Bayle Shanks's website: proj-oot-ootCoreThoughts

name change to 'oot'

---

now, to specify a bit field width which is a power of 2 between 0 and 7, we need to choose between 8 values, which takes 3 bits.

so we can pack together a bunch of bit field width specifications into a few bytes, with 3 bits for each spec. or maybe we should make it 4 bits to be even.

what are some things we may need to specify?

bit width for opcode
bit width for pointers
bit width for registers (if we have registers)
bit width for max number of local variables (or mb all accessible variables, including non-locals and constants and subprocedure names)
bit width for max stack depth
bit width for network addresses and IPC addressses
bit width for integers
bit width for floating point
bit width for characters

that's 9 items, so let's limit ourselves to 8 because it's a power of 2.
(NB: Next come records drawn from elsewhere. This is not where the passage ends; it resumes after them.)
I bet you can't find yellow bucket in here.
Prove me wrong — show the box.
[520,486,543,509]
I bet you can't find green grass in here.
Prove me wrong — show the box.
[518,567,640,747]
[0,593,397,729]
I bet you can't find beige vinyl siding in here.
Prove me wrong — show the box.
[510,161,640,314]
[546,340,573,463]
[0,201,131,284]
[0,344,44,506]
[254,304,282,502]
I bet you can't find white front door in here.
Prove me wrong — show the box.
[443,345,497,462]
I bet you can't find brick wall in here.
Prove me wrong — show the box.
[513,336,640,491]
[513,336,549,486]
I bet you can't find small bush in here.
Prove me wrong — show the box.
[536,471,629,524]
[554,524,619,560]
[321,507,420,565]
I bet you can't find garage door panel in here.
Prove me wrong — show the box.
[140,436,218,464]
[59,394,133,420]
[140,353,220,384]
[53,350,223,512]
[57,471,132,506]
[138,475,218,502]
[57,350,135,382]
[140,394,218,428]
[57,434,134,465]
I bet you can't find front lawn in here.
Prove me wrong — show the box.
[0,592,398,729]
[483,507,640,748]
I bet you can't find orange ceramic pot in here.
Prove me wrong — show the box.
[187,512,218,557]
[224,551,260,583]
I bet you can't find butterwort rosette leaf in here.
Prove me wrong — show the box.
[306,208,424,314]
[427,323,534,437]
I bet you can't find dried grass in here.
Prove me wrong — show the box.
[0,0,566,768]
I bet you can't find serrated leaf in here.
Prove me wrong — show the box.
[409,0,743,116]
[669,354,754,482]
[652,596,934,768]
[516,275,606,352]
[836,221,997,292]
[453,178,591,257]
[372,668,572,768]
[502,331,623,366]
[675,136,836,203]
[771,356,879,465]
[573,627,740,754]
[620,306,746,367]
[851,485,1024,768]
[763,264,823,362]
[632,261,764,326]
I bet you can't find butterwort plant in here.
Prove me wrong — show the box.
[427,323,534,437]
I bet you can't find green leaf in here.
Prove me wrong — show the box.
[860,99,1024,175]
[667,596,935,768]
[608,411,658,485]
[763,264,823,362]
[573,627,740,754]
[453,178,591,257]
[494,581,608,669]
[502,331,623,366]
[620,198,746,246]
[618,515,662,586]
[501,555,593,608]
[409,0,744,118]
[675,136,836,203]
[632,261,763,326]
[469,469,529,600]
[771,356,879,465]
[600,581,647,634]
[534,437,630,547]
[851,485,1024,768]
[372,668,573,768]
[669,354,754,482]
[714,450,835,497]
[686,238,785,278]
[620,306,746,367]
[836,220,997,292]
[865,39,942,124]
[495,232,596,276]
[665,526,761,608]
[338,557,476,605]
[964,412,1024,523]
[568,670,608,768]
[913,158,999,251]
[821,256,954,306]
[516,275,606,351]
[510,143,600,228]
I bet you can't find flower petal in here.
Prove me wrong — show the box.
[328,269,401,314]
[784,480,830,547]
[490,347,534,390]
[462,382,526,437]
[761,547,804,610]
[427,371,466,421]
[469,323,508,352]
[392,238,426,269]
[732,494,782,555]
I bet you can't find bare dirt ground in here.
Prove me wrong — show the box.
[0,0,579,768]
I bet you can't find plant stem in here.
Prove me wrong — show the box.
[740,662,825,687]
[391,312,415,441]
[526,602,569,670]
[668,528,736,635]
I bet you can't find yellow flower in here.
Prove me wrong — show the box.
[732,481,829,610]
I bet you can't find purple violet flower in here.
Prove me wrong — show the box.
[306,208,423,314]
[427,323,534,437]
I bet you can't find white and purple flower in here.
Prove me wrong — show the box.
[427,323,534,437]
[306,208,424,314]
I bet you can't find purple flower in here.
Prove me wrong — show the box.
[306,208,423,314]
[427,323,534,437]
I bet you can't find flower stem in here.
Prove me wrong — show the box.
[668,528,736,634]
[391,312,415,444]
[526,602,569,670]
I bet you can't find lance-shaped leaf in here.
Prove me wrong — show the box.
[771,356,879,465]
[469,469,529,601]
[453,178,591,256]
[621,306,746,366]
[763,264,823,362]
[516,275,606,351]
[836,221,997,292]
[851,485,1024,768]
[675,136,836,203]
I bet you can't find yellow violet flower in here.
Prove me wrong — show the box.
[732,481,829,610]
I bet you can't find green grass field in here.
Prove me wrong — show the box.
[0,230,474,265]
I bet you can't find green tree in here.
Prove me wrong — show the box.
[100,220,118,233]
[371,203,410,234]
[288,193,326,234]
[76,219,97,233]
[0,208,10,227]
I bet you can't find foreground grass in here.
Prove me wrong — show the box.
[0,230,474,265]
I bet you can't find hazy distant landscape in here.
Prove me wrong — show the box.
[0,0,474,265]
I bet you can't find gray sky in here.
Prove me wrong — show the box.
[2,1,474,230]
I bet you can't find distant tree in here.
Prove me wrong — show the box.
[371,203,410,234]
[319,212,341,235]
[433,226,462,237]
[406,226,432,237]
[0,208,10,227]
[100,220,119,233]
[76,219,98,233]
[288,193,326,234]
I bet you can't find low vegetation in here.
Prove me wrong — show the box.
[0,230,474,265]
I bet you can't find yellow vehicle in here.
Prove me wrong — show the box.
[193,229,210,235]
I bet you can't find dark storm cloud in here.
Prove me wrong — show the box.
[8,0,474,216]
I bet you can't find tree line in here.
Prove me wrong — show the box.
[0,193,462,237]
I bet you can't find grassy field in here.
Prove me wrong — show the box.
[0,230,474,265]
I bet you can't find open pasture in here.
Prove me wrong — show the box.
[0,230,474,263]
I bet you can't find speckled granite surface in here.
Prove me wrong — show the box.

so i am suggesting that there is a 'self-describing' format for bytecode which specifies these bit widths in the first few bytes. This allows this format to be suitable for embedded as well as desktop encodings. i am not suggesting that most Oot Core bytecode interpreters should actually have the flexibility to accept files with arbitrary values for these bitwidths, just that conceptually it's a good way to specify things.

for example, low-end PIC MCUs had "12-bit instructions" made of "5 address bits to specify the memory operand, and 9-bit branch destinations", e.g. a bit width of 5 for the opcode and 9 for pointers. If we demand Oot bit widths to themselves be powers of 2, that rounds up to 8 bits for instructions and 16 for pointers. Which is not actually very satisfactory.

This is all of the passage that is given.